Following the original (drawn from the ‘Roll-A-Book’ written by Helen Aberson and Harold Pearl), but adding a few sub-Burton touches, removing the potentially racist talking animals and throwing in an awful lot of animal cruelty subtext (does it still count if all the animals are computer generated?), it should charm kids and adults almost despite itself. Mostly because, of course, Dumbo is so damn cute.
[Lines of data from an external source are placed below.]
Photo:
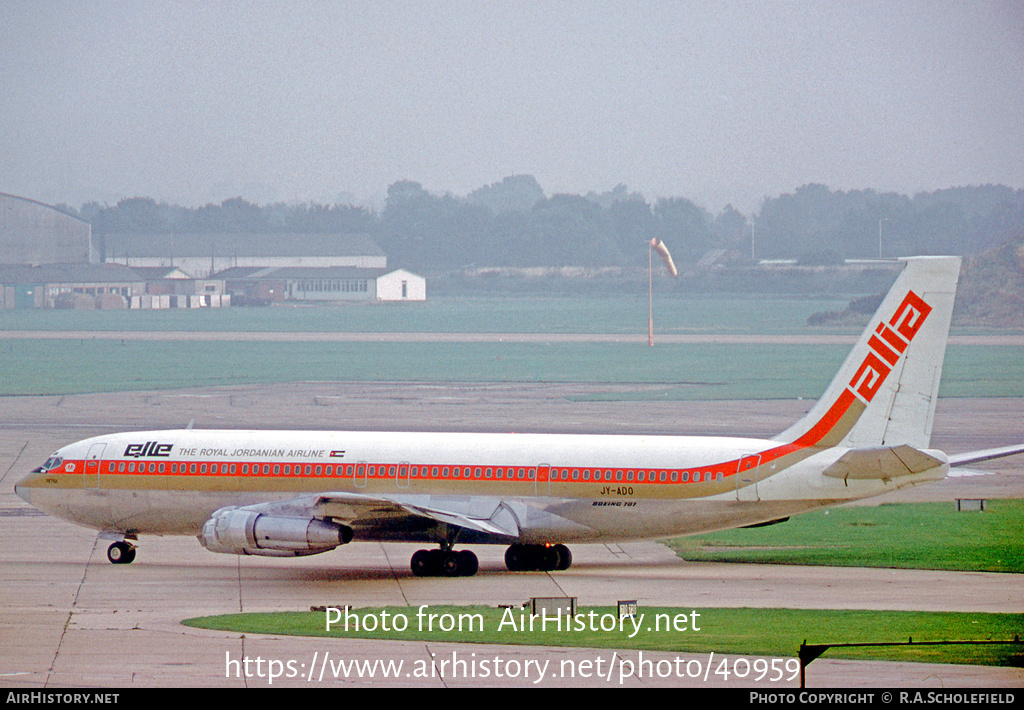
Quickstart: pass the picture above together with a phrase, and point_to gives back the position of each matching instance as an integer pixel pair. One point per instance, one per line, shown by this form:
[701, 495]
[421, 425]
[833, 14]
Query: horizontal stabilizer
[884, 463]
[984, 455]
At the end of the First World War, former circus star Holt Farrier (Colin Farrell) returns to the Medici Bros. Big Top something of a broken man. He lost an arm in the fighting, his wife died of the Spanish flu a year before in his absence, and he’s alienated from his children Milly (Nico Parker, Thandie Newton’s daughter) and Joe (Finley Hobbins). And this is a children’s movie?
As he can no longer ride a horse, kindly ringmaster Max Medici (Danny DeVito in his fourth Burton epic) assigns him odd jobs, and we’re treated to some pleasant scenes involving the troupe as they train and joke around while Holt worries about how to reconnect with his kids. Farrell is fine in these early sequences, but his thunder is stolen when ‘Mrs. Jumbo’ gives birth offscreen to a scene-stealing baby pachyderm with huge ears and big, gooey eyes. Meet Dumbo – a name that’s supposed to be nasty but, well, what else could he be called?
Naturally Milly and Joe discover that Dumbo can fly if he inhales a feather, and initial demonstrations of his on-off talents lead to a visit from VA Vandevere (Michael Keaton, Burton’s Batman) and his luminous French girlfriend Colette Marchant (Eva Green, star of Burton’s Dark Shadows and Miss Peregrine’s Home For Peculiar Children). The obviously villainous Vandevere proposes a partnership with Max (and we’re reminded that DeVito was the Penguin to Keaton’s Dark Knight in Batman Returns), and then we cut to the Medici gang working at Vandevere’s FX amusement park as everyone waits for Dumbo to soar. All the while, moneyman J Griffin Remington (Alan Arkin from Burton’s Edward Scissorhands) looks on dubiously. What could possibly go wrong?
With its lovely, highly-stylised animated look, strong cast of Tim’s pals and awfully winning Dumbo antics, this has much to enjoy, and there might even be a point where you forget that Dumbo isn’t simply a digital animation, and you start to think of the darling little critter as real. Well, maybe.
After Alice In Wonderland, it does beg the question of which Disney classic remake Burton will tackle next – can we expect an even darker, more whimsical Fantasia starring Burton’s chief muse Johnny Depp as multiple brooms that just won’t stop?